Added about 7 months ago by Sacristy Press

David Clark, author of Meeting the Global Crisis, sadly died shortly after completing his manuscript. Here is a tribute to David from his colleague Maurice Staton.

It is a privilege to be asked to write this tribute to Dr David Clark. We shared an interest in the work of the Methodist Diaconal Order though we were initially both presbyters. We exchanged notes and articles and encouraged each other in our quest for a true understanding of diaconal ministry and the quest for a diaconal church as opposed to what is referred to as “Christendom”.

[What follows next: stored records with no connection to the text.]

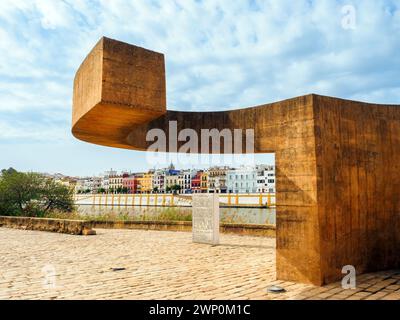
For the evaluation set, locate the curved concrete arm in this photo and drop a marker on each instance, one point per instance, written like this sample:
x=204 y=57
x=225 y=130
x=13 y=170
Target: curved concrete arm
x=338 y=174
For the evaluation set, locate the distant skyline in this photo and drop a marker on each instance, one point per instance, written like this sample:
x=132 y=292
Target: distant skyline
x=219 y=55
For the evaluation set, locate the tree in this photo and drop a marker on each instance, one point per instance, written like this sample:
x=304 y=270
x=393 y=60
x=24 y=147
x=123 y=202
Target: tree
x=32 y=194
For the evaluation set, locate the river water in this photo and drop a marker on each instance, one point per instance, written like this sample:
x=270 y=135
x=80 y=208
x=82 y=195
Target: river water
x=227 y=215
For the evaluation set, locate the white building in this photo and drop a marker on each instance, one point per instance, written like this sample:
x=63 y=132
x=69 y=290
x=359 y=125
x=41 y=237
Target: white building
x=241 y=180
x=266 y=179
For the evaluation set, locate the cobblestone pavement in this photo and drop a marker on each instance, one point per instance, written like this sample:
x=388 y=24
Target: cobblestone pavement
x=157 y=265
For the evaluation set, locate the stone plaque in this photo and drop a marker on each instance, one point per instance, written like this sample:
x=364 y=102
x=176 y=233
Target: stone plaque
x=205 y=218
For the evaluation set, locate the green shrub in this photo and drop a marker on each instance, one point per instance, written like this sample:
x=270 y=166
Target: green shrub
x=32 y=194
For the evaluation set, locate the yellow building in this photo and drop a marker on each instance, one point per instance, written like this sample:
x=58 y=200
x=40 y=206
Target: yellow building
x=146 y=182
x=204 y=182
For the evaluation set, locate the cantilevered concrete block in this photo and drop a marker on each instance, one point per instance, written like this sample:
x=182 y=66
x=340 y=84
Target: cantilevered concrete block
x=117 y=83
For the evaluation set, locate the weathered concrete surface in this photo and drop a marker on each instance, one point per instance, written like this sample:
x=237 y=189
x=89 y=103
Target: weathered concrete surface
x=76 y=227
x=338 y=176
x=157 y=265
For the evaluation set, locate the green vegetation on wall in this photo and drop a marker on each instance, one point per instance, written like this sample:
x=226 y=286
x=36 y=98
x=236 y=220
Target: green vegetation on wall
x=32 y=194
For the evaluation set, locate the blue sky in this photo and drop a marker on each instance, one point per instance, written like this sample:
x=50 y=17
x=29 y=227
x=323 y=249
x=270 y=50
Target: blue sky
x=219 y=55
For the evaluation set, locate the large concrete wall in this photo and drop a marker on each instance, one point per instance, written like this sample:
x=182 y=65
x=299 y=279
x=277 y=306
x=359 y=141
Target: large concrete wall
x=358 y=165
x=322 y=146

Happily married to Sue for 60 years and content in living in the Peak District of the Pennines, writing for David was not a form of escape but a passionate calling. It is important to recognise David’s background which explains how he writes as an educationalist, sociologist, and a theologian.

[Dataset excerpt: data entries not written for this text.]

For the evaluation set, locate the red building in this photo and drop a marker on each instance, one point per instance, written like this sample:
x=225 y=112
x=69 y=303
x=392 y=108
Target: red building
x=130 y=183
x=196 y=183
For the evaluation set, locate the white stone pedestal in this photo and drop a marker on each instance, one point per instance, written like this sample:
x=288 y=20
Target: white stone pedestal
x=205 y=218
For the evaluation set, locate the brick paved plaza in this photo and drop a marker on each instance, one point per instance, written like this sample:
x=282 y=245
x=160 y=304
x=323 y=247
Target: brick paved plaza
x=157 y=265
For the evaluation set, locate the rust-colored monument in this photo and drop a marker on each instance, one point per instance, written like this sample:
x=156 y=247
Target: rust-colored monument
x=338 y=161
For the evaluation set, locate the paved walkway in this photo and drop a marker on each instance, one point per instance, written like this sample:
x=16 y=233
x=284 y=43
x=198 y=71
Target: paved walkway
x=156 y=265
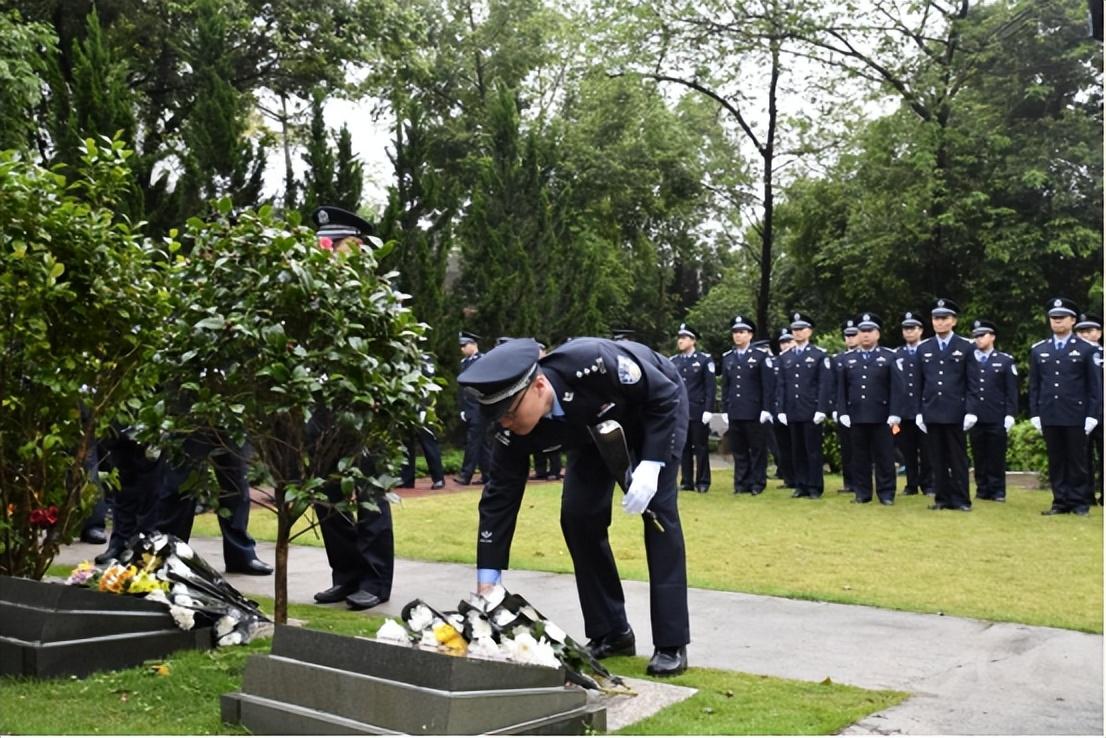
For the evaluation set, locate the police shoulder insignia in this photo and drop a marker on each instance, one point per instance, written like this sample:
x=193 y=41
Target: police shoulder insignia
x=628 y=371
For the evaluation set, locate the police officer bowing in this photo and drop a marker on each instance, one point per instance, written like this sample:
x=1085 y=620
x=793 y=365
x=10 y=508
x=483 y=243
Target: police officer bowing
x=1065 y=399
x=698 y=372
x=562 y=398
x=869 y=397
x=802 y=401
x=992 y=404
x=943 y=377
x=748 y=397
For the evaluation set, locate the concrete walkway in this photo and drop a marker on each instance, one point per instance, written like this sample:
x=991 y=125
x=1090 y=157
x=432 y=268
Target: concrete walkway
x=964 y=676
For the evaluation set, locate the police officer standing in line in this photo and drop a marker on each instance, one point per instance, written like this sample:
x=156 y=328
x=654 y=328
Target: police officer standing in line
x=943 y=378
x=425 y=438
x=1089 y=328
x=802 y=402
x=848 y=332
x=362 y=553
x=780 y=433
x=992 y=404
x=869 y=397
x=1065 y=399
x=748 y=397
x=563 y=398
x=476 y=428
x=910 y=440
x=698 y=372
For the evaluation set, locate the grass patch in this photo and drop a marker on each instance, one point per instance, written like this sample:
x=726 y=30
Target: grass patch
x=186 y=699
x=1000 y=562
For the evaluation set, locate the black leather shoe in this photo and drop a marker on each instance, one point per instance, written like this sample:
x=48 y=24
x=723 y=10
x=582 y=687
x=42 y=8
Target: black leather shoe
x=363 y=600
x=97 y=536
x=336 y=593
x=613 y=644
x=107 y=555
x=254 y=567
x=668 y=662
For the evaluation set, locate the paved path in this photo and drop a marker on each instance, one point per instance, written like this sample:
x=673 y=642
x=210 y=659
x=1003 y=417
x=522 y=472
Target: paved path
x=964 y=676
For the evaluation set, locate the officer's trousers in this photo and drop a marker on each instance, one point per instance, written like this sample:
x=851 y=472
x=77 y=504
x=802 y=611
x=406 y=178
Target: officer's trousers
x=749 y=446
x=585 y=517
x=873 y=451
x=430 y=451
x=1067 y=467
x=911 y=443
x=949 y=459
x=695 y=464
x=989 y=457
x=806 y=457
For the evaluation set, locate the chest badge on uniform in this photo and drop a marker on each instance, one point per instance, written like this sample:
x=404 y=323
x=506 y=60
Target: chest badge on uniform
x=628 y=371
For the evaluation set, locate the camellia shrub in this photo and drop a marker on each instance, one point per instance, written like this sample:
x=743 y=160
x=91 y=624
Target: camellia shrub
x=80 y=312
x=271 y=331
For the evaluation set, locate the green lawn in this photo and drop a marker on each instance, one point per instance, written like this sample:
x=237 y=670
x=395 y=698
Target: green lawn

After reading modern history at Oxford, David was accepted for the Methodist ministry and trained at Handsworth College, Birmingham and for a year at William Temple College, Rugby, relating theology and secular society. Following 11 years in circuit ministry, David taught in the Youth and Community Department of Westhill Teacher Training College between 1973 and 2000. His doctoral research at Sheffield University focussed on Community in a Suburban Village. He also held a Diploma in Public and Social Administration from Oxford University. 

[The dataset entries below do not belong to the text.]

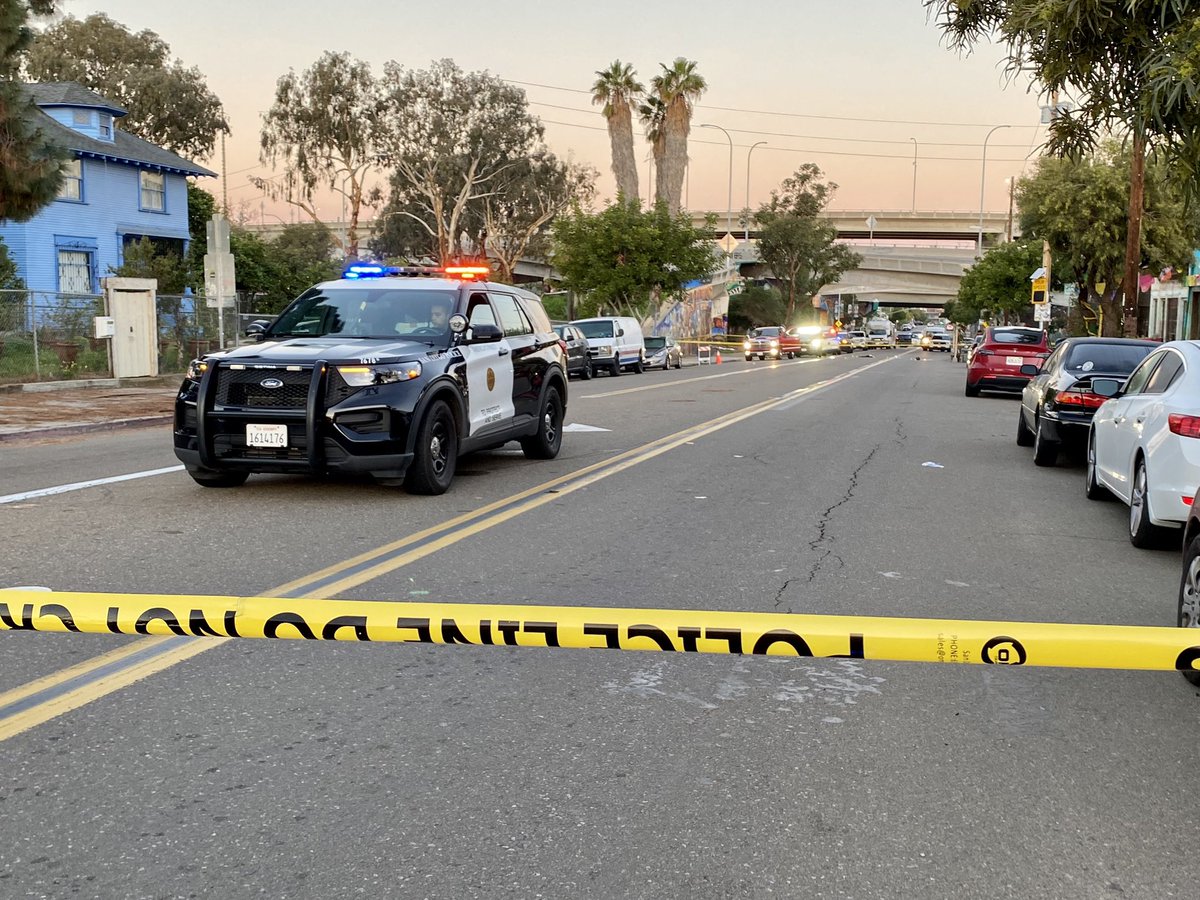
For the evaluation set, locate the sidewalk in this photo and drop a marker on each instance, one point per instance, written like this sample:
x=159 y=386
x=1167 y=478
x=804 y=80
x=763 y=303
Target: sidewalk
x=61 y=408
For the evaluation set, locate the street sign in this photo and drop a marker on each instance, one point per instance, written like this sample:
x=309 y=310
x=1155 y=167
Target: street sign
x=1041 y=295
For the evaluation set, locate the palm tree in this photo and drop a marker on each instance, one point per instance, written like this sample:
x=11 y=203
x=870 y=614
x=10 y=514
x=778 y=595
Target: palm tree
x=652 y=113
x=619 y=90
x=678 y=87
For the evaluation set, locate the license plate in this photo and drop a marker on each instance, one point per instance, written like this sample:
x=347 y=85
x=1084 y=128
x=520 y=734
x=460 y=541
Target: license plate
x=267 y=436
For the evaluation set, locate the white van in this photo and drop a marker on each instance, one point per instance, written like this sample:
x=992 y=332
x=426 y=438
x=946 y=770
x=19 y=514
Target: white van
x=615 y=342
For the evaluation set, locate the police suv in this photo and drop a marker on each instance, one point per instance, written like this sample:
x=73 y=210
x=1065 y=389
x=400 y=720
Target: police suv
x=389 y=371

Hence his work has a broad spectrum rather than a clerical approach to ministry. Moreover, he believed in diaconal ministry, so much so that he left the presbyteral order of the Methodist Church so he could concentrate on being a deacon. Having commenced his presbyteral ministry in 1959, he was inducted into the Methodist Diaconal Order at the Methodist Conference 2005. 

David saw the diaconate as an expression of the work of the Kingdom of God that establishes the reign of God in society. Deacons work on the margin of the Church to build bridges with society and to witness beyond the confines of the established Church. For him, the diaconal church seeks to extend Kingdom values in society, including justice, community, freedom, and equality in the spirit of love. David’s emphasis is not on the clergy but the laity as community builders. Their vocation is to be servants of the Kingdom throughout the world by making manifest the kingdom community’s gifts of life, liberation, love and learning Breaking the Mould of Christendom (2nd edn, 2014 p. 82). David saw the Church not as an institution but as an instrument of change. Hence the title of David’s book, which is a summary of his life’s work and scholarship, Meeting the global crisis. Kingdom community, diaconal church and a diaconal world. As the author stated in Breaking the Mould of Christendom (p. xix), “I believe that a new understanding of the leadership of the church, in particular the role of deacon, is imperative.”

I am so pleased that David was able to complete his final book which he described as his magnum opus and that his dear wife Sue has enabled the publication of his work as a lasting tribute. 

The Revd Dr Maurice W. Staton
Supernumerary Methodist Minister, York

Please note: Sacristy Press does not necessarily share or endorse the views of the guest contributors to this blog.